I think there’s still some SG&A to cut but the bulk is now behind us. My best guess is management will likely begin to ramp units carefully for a bit during Step 2 before more seriously pushing the button early next year. And frankly, my 2024 retail unit volume growth numbers of +12-13% are extremely modest in relation to what normal growth should actually look like. Despite that, even those penciled in assumptions suggest $490 million of adjusted EBITDA next year, which offsets the majority of interest expense. And then it more than offsets interest expense in 2025. Clearly, I think core cash burn gets pretty minimal going forward.
Big Picture
Carvana has been priced for death lately but seems very unlikely to actually die. If it doesn’t and there is minimal equity dilution, if any, then I expect shareholders to make multiples from this price over time. Carvana is already the most efficient it has ever been—and getting more so—and will be returning to growth in the foreseeable future, which is a scary thought. And it competes in a enormously fragmented used car market with a differentiated customer value proposition with high NPS, has an infrastructure that is basically impossible to replicate economically, and can grow its current 1% market share by several multiples over time. The market is just starting to catch on but it’s still in the 1st inning, in my opinion.
Oh, and let’s not forget that 45% of the public shares are still short.
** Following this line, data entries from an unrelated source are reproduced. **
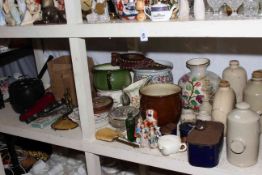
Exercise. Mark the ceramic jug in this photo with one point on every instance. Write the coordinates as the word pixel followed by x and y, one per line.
pixel 253 92
pixel 243 136
pixel 224 102
pixel 170 144
pixel 237 77
pixel 159 11
pixel 198 83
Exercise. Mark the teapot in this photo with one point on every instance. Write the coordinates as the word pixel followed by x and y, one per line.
pixel 160 11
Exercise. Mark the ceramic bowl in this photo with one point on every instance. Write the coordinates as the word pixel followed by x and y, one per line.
pixel 156 75
pixel 108 77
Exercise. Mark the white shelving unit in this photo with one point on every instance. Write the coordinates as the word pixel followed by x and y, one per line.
pixel 83 139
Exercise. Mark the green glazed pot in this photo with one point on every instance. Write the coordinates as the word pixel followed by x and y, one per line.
pixel 108 77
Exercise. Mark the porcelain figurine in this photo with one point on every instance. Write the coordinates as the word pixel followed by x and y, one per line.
pixel 99 12
pixel 22 7
pixel 47 3
pixel 184 10
pixel 160 11
pixel 14 12
pixel 199 9
pixel 140 5
pixel 126 9
pixel 34 9
pixel 147 132
pixel 8 17
pixel 198 83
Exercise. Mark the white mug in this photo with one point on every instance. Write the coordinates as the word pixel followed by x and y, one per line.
pixel 170 144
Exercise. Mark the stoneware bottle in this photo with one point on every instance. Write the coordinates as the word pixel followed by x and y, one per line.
pixel 253 92
pixel 243 136
pixel 183 10
pixel 224 102
pixel 237 77
pixel 199 9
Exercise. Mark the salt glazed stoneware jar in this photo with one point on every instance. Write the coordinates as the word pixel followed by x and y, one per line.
pixel 198 83
pixel 237 77
pixel 253 92
pixel 243 136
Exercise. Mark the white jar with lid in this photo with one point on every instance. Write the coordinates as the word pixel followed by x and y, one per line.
pixel 243 136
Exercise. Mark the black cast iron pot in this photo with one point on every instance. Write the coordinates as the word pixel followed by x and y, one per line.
pixel 24 93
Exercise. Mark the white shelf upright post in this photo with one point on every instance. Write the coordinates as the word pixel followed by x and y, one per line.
pixel 82 83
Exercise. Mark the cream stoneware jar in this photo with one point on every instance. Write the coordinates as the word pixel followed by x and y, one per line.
pixel 237 77
pixel 243 136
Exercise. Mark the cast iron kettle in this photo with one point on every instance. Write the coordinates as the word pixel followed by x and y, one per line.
pixel 24 92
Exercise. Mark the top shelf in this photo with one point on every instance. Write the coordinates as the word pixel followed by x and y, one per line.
pixel 213 28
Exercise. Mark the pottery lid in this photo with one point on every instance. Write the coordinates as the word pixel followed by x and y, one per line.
pixel 102 104
pixel 224 83
pixel 198 62
pixel 233 62
pixel 257 74
pixel 209 134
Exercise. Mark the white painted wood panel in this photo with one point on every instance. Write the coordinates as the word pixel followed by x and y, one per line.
pixel 221 28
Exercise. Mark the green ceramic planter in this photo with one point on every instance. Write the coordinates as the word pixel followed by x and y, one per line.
pixel 108 77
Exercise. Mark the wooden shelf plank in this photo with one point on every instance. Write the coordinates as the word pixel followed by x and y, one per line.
pixel 249 28
pixel 10 124
pixel 175 162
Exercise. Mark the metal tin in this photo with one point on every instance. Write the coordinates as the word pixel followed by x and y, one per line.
pixel 205 143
And an even higher percentage of the true float given insiders and large committed shareholders own meaningful stakes.
Stopping There
There is much more I could write about Carvana that I don’t have time for. If you have any questions, comment below or shoot me an e-mail: impliedexpectations@gmail.com.
Disclosure: Long CVNA
Disclaimer: This post is for entertainment purposes only and is not a recommendation to buy or sell any security. Everything I write could be completely wrong and the stock I’m writing about could go to $0. Rely entirely on your own research and investment judgement.
Carvana's debt exchange offer failed to meet the $500m minimum. I don't think they needed it, but they did it because was worth a shot to get better terms on some debt. They didn't offer any equity. Management slow played and sandbagged their operational gains over the last six months. It's possible that was to try to make things look more dire than they were to get more bondholders to exchange. You may notice I devoted no words to the debt exchange offer in this post because I think of it as unimportant.